これからアメリカのヒーロー映画は<ダークナイト>とこの<ウォッチメン>によって目が肥えた観客のおかげで、標準以下の駄作は作られなくなるのではないかと思われます。
そんな、ヒーローものの水準を押し上げた大傑作映画です。お勧めです。
「チェンジリング」
クリント・イーストウッド監督作品の中でベストの一本だと思います。
私は感情移入しまくり、ラストには泣いてしまいました。
アンジェリーナ・ジョリーが演じた母親の芯の強さ、子供を思う切なさ、真実を見つめるまなざし、とにかく心臓がぴくぴくしまくりでした。
アンジェリーナ・ジョリーの演技もこれまでのどの演技よりも素晴らしかったと思います。
しかし息もつかせず最後まで見せきる演出のすごさは、今世界中の監督の中でイーストウッドが一番でしょう。
まさに人間ドラマ・サスペンスはこう撮れというお手本になっています。
演出的に決して暴走せず、抑えが効いていて、盛り上げる時は人間の感情の盛り上がりとともに効果的に行う。本当に素晴らしいです。

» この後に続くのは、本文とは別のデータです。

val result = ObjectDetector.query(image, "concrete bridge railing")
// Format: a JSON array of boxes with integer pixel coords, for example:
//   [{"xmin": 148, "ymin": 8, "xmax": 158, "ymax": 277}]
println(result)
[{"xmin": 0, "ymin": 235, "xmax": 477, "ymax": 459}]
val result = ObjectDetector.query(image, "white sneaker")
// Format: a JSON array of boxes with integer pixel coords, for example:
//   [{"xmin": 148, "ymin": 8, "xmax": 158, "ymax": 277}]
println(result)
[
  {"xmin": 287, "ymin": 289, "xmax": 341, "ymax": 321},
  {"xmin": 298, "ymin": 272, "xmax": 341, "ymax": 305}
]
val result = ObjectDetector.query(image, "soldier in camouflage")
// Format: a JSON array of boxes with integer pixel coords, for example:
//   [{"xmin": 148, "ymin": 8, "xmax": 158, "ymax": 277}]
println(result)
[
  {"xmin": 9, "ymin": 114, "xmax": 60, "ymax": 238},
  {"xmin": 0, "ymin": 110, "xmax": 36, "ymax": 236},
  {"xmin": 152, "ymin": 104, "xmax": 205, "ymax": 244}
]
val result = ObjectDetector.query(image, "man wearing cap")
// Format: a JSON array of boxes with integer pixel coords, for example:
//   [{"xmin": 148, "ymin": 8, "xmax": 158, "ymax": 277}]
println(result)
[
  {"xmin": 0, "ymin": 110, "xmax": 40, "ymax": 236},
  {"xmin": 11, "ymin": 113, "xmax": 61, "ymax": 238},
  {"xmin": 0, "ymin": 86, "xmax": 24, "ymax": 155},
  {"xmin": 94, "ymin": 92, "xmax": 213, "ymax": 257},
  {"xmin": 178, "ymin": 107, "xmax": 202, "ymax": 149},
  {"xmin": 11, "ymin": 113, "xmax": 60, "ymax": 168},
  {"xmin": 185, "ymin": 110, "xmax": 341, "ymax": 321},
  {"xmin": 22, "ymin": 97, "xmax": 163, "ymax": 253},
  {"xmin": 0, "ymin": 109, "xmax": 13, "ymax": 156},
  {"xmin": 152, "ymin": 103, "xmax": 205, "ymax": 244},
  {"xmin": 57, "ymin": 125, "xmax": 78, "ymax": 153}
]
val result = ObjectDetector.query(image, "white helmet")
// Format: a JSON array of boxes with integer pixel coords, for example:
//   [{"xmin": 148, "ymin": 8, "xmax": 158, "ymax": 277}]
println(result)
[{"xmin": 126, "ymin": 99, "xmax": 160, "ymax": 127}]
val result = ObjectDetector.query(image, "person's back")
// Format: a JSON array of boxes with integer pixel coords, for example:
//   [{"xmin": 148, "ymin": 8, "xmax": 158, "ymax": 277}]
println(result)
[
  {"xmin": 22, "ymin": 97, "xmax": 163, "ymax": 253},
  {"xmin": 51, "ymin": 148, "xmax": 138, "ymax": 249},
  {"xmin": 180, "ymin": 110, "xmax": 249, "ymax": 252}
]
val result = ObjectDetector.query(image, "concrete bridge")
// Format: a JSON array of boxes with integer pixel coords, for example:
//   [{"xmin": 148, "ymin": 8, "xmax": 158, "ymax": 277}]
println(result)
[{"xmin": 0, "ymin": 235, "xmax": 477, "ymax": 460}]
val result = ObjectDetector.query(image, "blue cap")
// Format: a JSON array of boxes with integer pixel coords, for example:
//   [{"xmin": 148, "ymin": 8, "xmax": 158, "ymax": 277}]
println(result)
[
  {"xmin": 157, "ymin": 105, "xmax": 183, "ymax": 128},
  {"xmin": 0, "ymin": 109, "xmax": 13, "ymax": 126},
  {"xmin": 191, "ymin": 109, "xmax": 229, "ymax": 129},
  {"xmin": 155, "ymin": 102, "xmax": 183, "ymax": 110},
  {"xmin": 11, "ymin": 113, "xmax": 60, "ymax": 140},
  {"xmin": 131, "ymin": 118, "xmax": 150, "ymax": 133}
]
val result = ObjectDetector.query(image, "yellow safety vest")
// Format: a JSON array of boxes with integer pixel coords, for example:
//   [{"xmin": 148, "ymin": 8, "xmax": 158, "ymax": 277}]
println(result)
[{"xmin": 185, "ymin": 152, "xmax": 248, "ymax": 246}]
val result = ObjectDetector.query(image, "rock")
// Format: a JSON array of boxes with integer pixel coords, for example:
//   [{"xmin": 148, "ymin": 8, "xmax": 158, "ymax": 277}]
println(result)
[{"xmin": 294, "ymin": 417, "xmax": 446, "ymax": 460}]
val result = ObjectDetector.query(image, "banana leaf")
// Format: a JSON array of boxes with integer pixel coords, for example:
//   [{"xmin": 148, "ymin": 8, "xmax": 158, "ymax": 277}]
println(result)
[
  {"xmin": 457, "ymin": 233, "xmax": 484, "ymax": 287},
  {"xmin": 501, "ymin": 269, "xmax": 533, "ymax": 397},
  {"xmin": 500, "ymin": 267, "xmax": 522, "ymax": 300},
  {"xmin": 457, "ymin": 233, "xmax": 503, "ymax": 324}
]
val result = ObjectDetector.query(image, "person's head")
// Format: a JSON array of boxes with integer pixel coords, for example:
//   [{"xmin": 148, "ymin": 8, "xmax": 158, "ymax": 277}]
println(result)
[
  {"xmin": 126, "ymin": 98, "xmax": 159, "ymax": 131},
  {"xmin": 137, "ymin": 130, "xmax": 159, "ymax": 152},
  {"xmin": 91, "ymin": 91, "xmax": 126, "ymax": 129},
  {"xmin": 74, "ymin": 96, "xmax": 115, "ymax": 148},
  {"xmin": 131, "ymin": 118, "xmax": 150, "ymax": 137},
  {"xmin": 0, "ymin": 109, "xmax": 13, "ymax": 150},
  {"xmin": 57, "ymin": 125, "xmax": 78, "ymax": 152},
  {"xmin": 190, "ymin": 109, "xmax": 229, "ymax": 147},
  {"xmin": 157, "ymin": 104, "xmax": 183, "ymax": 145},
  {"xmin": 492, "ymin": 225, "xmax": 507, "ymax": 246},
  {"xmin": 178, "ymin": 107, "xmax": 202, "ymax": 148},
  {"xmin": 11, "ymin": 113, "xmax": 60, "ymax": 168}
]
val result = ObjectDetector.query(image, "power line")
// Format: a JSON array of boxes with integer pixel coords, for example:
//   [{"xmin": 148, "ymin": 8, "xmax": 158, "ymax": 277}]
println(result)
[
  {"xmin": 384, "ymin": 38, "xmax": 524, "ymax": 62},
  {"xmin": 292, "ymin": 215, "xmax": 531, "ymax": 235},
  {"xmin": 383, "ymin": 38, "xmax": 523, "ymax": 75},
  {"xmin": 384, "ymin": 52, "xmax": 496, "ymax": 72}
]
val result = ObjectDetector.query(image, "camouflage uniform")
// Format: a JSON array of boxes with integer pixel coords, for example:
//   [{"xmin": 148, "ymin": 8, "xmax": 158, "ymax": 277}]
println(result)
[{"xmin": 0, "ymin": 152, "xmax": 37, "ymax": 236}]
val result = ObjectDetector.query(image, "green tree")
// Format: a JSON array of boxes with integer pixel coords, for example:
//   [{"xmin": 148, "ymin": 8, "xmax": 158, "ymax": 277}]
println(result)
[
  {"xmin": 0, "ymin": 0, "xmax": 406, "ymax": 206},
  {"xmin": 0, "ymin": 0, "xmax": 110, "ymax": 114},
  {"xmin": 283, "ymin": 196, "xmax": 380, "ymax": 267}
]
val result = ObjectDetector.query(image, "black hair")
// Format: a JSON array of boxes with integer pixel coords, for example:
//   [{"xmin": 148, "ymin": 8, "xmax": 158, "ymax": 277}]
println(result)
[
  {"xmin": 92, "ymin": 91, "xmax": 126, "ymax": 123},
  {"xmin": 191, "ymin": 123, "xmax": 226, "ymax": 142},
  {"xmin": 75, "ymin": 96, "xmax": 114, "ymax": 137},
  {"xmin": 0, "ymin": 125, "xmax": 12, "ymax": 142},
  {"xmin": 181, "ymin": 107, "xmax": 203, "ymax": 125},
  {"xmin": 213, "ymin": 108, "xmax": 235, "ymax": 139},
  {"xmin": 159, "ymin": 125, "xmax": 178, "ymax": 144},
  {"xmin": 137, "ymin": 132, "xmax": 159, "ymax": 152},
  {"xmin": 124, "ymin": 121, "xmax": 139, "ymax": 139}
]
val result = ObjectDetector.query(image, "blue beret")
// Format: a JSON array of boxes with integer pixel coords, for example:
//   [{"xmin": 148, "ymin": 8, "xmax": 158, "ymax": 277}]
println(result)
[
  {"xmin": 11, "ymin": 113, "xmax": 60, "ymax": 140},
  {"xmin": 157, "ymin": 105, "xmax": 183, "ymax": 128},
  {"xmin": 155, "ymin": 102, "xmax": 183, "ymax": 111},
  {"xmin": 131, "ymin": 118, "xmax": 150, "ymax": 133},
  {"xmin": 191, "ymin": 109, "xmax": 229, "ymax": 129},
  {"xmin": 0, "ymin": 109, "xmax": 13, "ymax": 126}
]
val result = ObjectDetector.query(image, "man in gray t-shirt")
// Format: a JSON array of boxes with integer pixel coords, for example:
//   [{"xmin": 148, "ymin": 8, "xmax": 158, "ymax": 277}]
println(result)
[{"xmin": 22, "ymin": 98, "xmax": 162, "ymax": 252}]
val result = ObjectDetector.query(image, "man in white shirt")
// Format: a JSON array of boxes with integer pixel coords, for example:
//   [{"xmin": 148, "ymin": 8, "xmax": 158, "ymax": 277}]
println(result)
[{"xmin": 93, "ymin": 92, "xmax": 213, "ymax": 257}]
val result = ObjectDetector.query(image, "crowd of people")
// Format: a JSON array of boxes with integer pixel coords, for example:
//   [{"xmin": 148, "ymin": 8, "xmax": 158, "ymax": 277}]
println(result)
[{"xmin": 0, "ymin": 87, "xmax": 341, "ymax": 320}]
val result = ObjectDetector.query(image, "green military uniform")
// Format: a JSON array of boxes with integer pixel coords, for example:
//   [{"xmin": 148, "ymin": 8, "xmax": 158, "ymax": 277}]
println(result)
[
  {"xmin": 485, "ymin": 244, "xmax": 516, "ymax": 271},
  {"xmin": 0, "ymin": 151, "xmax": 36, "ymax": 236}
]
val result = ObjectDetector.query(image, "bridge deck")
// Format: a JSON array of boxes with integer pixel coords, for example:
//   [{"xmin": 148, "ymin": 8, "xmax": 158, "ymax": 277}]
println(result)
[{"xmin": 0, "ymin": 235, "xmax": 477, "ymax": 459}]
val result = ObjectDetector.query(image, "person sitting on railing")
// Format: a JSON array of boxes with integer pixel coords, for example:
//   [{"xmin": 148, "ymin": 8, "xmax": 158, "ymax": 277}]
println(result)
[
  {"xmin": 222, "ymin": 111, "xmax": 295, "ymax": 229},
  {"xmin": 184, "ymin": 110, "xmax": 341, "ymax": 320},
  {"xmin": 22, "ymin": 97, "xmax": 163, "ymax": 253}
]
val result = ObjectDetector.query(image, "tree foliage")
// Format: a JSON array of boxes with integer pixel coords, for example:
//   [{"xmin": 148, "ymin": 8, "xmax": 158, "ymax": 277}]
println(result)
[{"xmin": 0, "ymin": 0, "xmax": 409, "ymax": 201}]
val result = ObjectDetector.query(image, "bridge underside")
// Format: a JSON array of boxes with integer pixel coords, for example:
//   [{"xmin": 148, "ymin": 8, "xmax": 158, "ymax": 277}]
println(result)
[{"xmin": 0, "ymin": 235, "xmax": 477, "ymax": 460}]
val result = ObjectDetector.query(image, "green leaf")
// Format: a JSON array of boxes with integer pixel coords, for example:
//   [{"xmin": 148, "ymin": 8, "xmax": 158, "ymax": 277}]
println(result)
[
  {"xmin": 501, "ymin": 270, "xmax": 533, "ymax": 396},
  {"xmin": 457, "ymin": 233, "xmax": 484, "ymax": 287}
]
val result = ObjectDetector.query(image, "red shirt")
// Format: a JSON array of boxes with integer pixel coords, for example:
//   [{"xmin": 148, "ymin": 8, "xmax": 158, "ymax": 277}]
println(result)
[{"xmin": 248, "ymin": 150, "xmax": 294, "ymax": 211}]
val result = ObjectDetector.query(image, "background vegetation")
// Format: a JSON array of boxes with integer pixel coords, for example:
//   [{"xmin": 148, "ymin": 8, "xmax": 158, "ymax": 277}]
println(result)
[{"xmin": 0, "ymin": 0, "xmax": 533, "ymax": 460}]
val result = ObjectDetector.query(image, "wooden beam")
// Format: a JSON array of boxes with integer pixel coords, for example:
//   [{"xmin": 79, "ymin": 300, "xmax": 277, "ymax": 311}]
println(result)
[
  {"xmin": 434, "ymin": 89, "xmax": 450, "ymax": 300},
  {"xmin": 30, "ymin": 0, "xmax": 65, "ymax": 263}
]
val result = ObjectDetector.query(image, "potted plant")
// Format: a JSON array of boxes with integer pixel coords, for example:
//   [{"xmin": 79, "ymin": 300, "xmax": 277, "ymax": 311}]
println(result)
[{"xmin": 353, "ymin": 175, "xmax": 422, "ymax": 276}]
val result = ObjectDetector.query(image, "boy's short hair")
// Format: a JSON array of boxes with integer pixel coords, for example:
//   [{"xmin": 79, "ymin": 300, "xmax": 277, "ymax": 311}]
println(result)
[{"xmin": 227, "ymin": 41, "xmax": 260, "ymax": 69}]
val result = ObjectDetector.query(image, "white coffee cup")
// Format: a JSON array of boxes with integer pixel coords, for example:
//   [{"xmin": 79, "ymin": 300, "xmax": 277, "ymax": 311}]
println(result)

母親が権力との戦いで成長する過程を丹念に見せ、最後に見せる人間としての強さ、思いだすと泣けてきます。俳優は当然の如くみんな素晴らしく、とくに後半、犯人と母親アンジェリーナ・ジョリーの1対1の会話(演技合戦)は息もつけないほどのシーンになっていて忘れられません。
これが78歳の監督作とは信じられません。作品が進化し続けて、昨年より今年、来年とより前作を凌ぐ傑作を生み出し続けているのです。
とにかくこの天才監督の次回作に期待するばかりです。
是非見てください。私が今年見た映画の中でベスト1の作品です。